The day after the letter was received at the polling location, Wimbish attempted to pin the threat on the disgruntled voter he had an altercation with.
On Monday, the same day the 25-year-old was taken into custody, the FBI searched Wimbish’s computer and found a document titled “BOOM TOY” that was dated October 18, court documents revealed. A copy of the letter was also found in his printer.
The letter referred to Wimbish as a “young liberal woke idiot,” and accused him of trying to “influence peoples votes in line,” USAToday reported. The later further stated that the writer was “on the hunt” for Wimbish and another poll worker for “fu**ing up my ballot.”
“Your woke liberal should look over their shoulder I have to do whatever it takes for [unspecified candidate] to win Georgia,” the letter reportedly stated. It concluded with reference to a “boom toy,” which is believed to be slang for an explosive device.
X page belonging to Nicholas Wimbish, the Georgia grad student accused of mailing in a bomb threat on a polling location, is filled with anti-Trump posts pic.twitter.com/8pWhAUXkpU
— Cullen McCue (@CullenMcCue) November 5, 2024
While Wimbish is a registered Republican, he has shared several anti-Trump posts on X.
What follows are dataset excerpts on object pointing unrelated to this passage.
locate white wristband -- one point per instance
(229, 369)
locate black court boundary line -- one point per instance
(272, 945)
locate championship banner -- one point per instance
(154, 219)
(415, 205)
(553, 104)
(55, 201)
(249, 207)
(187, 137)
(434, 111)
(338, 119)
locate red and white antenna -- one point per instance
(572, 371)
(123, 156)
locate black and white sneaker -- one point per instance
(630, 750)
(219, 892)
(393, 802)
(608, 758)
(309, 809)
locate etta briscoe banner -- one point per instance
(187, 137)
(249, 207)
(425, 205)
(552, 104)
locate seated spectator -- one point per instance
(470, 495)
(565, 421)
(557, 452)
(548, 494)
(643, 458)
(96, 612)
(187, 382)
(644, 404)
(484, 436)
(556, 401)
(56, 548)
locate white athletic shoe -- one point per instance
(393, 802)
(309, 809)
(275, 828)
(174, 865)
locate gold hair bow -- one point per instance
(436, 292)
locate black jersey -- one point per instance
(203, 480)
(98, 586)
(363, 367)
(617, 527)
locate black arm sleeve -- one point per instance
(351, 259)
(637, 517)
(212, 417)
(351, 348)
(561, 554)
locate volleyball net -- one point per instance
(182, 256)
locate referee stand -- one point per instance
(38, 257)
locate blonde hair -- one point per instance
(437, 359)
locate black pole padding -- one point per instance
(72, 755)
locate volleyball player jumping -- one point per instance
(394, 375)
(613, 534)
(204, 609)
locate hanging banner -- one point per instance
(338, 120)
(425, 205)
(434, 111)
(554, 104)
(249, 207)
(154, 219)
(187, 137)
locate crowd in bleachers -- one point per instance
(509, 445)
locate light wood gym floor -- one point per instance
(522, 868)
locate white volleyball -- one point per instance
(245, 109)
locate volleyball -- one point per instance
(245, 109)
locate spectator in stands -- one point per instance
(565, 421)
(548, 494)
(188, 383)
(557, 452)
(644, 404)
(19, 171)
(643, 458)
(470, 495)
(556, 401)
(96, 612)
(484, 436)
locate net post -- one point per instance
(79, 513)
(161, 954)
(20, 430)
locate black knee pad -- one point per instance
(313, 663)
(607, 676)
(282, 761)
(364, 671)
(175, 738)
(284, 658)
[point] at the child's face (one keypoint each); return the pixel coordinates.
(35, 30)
“A Georgia voter told Fox today ‘Although I am a conservative, I did not vote for Donald Trump because the values he is representing are not mine,'” reads one post that was shared by Wimbish.
He also referred to Trump voters as “classless,” shared a post from Filipowksi that referred to a Trump supporters as “racist, misogynist, nut job followers,” reposted MSNBC’s Lawrence O’Donnell, and celebrated Trump’s conviction in Manhattan District Attorney Alvin Bragg’s hush money case.